Definition
A Standard Instrument Departure (SID) that has been published as a depicted procedure on an FAA or commercial chart, showing the assigned route, altitudes, headings, fixes, and any climb gradients required after takeoff. Pilots fly the procedure as charted unless ATC issues different instructions.
Plain English
A printed departure procedure that shows the exact path to fly after takeoff, including which way to turn, what altitudes to climb to, and which navigation points to cross.
Context Anchor
You see charted SID procedures during IFR preflight planning, when reviewing departure charts, and in an ATC clearance such as “cleared via” a named departure.
Derivation
"Charted" simply means depicted on a published chart. The distinction matters because some departure procedures exist only as text descriptions, while a charted SID provides a graphical depiction the pilot can fly directly from.
Why Pilots Care
Following the published path guarantees obstacle clearance and meets air traffic control requirements for safe and orderly departures.
Intuition Check
Do not read “charted” as meaning any route drawn on a map.

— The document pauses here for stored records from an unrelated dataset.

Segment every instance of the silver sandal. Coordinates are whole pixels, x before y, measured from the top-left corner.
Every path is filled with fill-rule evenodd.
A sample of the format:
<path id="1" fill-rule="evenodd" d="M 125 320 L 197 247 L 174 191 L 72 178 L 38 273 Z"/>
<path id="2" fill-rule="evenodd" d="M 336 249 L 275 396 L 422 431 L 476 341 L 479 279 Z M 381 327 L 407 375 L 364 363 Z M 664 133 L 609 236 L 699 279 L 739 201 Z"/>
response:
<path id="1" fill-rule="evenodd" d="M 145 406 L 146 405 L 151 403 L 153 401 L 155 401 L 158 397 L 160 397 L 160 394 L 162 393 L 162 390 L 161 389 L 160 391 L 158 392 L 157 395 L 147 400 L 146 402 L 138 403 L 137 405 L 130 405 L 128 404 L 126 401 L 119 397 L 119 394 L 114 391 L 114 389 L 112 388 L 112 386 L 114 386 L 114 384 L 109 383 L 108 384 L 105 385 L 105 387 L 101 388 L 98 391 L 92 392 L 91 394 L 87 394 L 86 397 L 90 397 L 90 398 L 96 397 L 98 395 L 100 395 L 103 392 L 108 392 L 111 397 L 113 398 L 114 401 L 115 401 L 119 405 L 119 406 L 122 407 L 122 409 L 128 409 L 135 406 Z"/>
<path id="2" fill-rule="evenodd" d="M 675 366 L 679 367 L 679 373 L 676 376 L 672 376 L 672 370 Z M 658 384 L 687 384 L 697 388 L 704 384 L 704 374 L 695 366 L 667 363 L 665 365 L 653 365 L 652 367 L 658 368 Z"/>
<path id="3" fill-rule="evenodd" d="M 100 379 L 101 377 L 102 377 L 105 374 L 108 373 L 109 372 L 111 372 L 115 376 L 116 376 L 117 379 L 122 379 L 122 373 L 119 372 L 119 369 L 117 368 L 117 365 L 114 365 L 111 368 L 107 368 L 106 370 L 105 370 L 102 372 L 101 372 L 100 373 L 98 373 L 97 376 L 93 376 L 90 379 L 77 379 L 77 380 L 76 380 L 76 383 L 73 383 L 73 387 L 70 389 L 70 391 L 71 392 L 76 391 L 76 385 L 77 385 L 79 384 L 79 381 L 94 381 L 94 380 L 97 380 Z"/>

Here it means an officially published instrument departure procedure that pilots and air traffic control can both refer to by name.
Example Sentence 1
After receiving their clearance, the crew loaded the charted SID procedure into the FMS and briefed the initial heading and crossing altitude.
Example Sentence 2
ATC assigned the HOPEE1 charted SID procedure, which the crew loaded into the flight management system.